Table of Contents
Executive Summary | The Data | Analysis | Conclusion | Recommendations
New Light Technologies (NLT) requested an economic analysis utilizing Yelp cost estimates ($, $$, $$$, $$$$) to estimate neighborhood affluence. In thinking about conventional sources of economic data like the U.S. Census Bureau or the IRS two major flaws we can identify are the reporting-lags in acquiring this data and the ability to slice and dice the data in varied ways. How can we develop a tool leveraging more agile data sources (like Yelp) that will help us measure local economic activity?
Our initial approach was to build a supervised learning, linear regression model, but we found that defining a proper affluence metric using IRS zipcode-level AGI (adjusted gross income) was difficult. While traditional methods typically estimate wealth of a locality based on demographic characteristics like income, the novelty of our new approach — conducting an unsupervised learning analysis with clustering algorithms — is in its use of big data related to commercial activity and cost of product and services as an indicator of affluence.
Counting the number of business in each price range ($, $$, $$$, $$$$) on Yelp´s result page, we were able to use a K Means Model to create four distinct clusters.
- $ cluster: Limited activity across all price ranges $, $$, $$$, $$$$
- $$ cluster: Moderate activity in $ and $$. Limited activity in $$$ and $$$$
- $$$ cluster: Highest activity in $$. Increased activity in $$$ and $$$$
- $$$$ cluster: Highest activity in $$$ and $$$$. High activity in $$
We developed a Python Class that, given a list of NYC zipcodes or neighborhood names, will access Yelp's Fusion API, gather data on this criteria, and use a K Means model to cluster the results.
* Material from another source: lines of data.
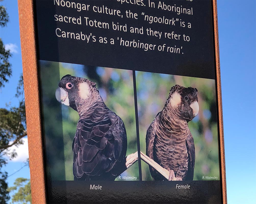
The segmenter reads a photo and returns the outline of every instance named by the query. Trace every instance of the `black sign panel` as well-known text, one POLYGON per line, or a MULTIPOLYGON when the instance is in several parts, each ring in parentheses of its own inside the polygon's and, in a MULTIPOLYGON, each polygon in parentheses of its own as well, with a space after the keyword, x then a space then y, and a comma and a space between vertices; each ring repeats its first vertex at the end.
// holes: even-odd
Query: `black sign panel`
POLYGON ((212 2, 34 9, 47 202, 222 203, 212 2))

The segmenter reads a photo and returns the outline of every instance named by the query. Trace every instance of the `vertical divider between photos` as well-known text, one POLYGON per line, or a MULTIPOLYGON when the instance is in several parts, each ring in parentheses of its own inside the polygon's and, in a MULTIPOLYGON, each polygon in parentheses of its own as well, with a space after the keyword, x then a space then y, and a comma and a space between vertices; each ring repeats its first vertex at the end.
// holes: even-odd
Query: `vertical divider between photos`
POLYGON ((32 0, 18 0, 32 202, 46 203, 32 0))
POLYGON ((220 81, 220 65, 219 48, 219 33, 218 30, 218 17, 217 0, 213 0, 213 23, 214 29, 214 43, 216 67, 216 81, 218 93, 218 104, 219 115, 218 126, 220 133, 220 160, 222 187, 222 195, 223 203, 227 203, 227 187, 226 184, 226 170, 225 166, 225 152, 223 131, 223 122, 221 97, 221 84, 220 81))
MULTIPOLYGON (((135 108, 135 119, 136 121, 136 132, 137 136, 137 148, 138 153, 141 152, 140 145, 140 133, 139 130, 139 118, 138 112, 138 103, 137 102, 137 91, 136 85, 136 75, 135 71, 132 71, 133 78, 133 90, 134 93, 134 105, 135 108)), ((139 165, 139 175, 140 180, 142 181, 142 174, 141 171, 141 159, 140 154, 138 154, 138 162, 139 165)))

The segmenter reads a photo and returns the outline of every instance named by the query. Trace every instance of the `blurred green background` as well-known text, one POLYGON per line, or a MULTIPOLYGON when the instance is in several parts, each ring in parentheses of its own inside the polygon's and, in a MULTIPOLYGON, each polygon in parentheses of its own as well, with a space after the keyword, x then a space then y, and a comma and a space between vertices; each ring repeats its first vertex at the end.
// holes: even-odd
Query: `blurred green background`
MULTIPOLYGON (((199 112, 188 123, 195 149, 194 180, 205 180, 204 176, 219 180, 215 81, 140 71, 136 74, 141 151, 145 153, 147 130, 163 110, 171 88, 176 84, 196 88, 199 112)), ((143 180, 152 180, 148 165, 142 161, 141 166, 143 180)))
MULTIPOLYGON (((66 74, 86 78, 97 83, 96 87, 106 105, 124 122, 127 137, 126 156, 137 151, 132 71, 42 61, 40 61, 40 66, 47 169, 51 179, 73 180, 74 178, 72 143, 79 116, 71 108, 61 105, 55 98, 55 90, 59 82, 66 74), (56 108, 58 107, 61 109, 60 111, 59 109, 56 108), (59 112, 60 117, 57 116, 59 112), (59 122, 62 128, 60 132, 63 134, 56 132, 55 127, 57 125, 56 123, 59 122), (59 148, 56 148, 56 142, 61 144, 59 148), (58 156, 56 155, 56 152, 59 153, 58 156), (64 165, 59 164, 61 162, 64 165), (55 162, 59 165, 55 165, 55 162), (64 169, 61 169, 62 167, 64 169)), ((137 177, 137 180, 139 180, 138 162, 121 175, 122 177, 137 177)), ((116 180, 119 180, 118 177, 116 180)))

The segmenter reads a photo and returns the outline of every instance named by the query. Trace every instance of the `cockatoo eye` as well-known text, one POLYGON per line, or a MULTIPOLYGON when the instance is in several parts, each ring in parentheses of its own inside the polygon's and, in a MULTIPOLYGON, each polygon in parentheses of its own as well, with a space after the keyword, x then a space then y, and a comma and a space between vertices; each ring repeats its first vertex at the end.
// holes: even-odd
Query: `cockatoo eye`
POLYGON ((72 85, 72 84, 71 83, 69 82, 68 83, 67 83, 66 84, 66 88, 67 89, 70 89, 72 87, 73 87, 73 85, 72 85))

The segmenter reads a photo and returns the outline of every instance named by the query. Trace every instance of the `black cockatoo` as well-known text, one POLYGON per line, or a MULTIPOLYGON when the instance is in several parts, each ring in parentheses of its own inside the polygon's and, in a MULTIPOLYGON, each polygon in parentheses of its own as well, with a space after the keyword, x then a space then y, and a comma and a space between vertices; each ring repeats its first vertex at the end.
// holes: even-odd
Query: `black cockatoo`
POLYGON ((127 149, 123 121, 105 104, 95 82, 68 74, 59 87, 57 100, 79 116, 72 147, 74 180, 114 180, 127 149))
MULTIPOLYGON (((146 155, 169 171, 169 180, 193 180, 195 145, 188 123, 198 113, 198 101, 196 89, 175 85, 147 131, 146 155)), ((166 179, 150 169, 154 180, 166 179)))

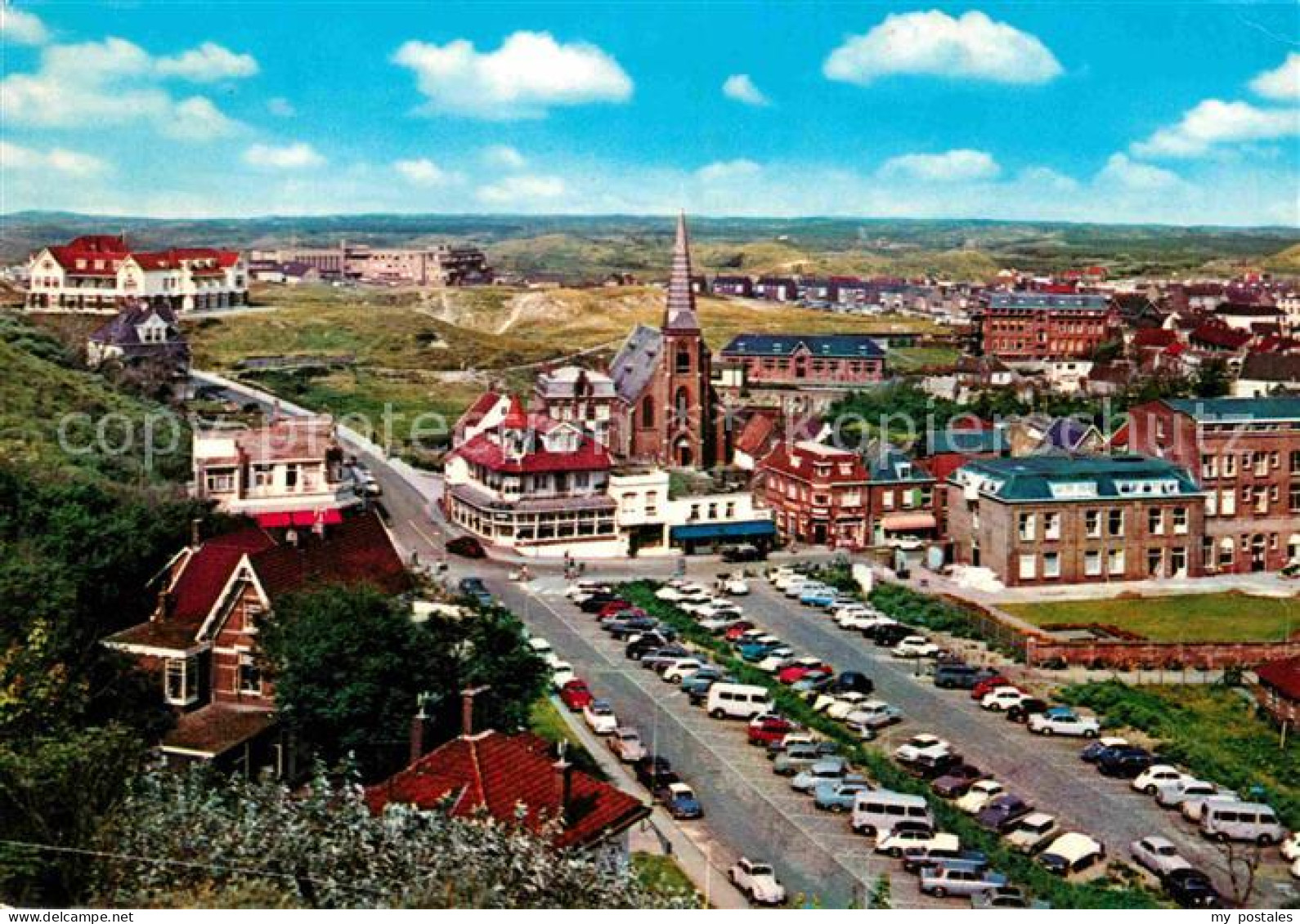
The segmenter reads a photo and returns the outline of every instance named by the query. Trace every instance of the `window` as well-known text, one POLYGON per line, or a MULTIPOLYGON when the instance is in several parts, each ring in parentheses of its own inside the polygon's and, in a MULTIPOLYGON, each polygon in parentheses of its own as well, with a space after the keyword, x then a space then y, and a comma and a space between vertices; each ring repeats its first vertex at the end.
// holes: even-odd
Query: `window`
POLYGON ((173 706, 188 706, 199 699, 198 661, 194 658, 168 658, 164 665, 164 697, 173 706))
POLYGON ((1052 542, 1061 538, 1061 515, 1043 515, 1043 538, 1052 542))
POLYGON ((1037 515, 1020 513, 1019 524, 1020 542, 1034 542, 1037 538, 1037 515))
POLYGON ((252 655, 239 655, 239 672, 235 677, 238 693, 254 697, 261 695, 261 668, 252 655))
The Class also has functions to plot the queried zipcodes or neighborhoods into one of four clusters and plot the results on a map of NYC.
|zip||object||KMeans Clustering||String for each of 278 ZIP codes across New York City boroughs|
|location||object||KNN Classifier||String of ZIP code or text location query parameter being classified with KNN model|
|pr_1s||float||KMeans Clustering, KNN Classifier||Floating point standardized ("s") value for number of $ priced ("pr_1") establishments in top 100 best match for search location|
|pr_2ws||float||KMeans Clustering, KNN Classifier||Floating point standardized ("s") value for number of $$ priced ("pr_2") establishments in top 100 best match for search location, weighted ("w") by price level|
|pr_3ws||float||KMeans Clustering, KNN Classifier||Floating point standardized ("s") value for number of $$$ priced ("pr_3") establishments in top 100 best match for search location, weighted ("w") by price level|
|pr_4ws||float||KMeans Clustering, KNN Classifier||Floating point standardized ("s") value for number of $$$$ priced ("pr_4") establishments in top 100 best match for search location, weighted ("w") by price level|
|pr_totws||float||KMeans Clustering, KNN Classifier||Floating point standardized ("s") value for total weighted price counts ("tot", "w") for top 100 best match for search location|
Our data was acquired via Yelp's Fusion API
from yelpapi import YelpAPI. We set our Yelp Fusion API Key and established an API connection, storing the data we gathered into a
Pandas DataFrame. The search criteria included all categories (shops, restaurants, etc.), filtered on the "best match" option. We gathered the top 100 business prices and reviews from 278 NYC zipcodes.
We Gridsearched through three clustering models (K Means, Agglomerative, and Hierarchical) and changed many hyperparameters (n_clusters, inits, linkage_method, affinity...). We analyzed silhouette score, inertia and the number of observations in each cluster — K Means yielded best results. Using the Elbow method, n_clusters = 4 was found to be the best, balanced choice.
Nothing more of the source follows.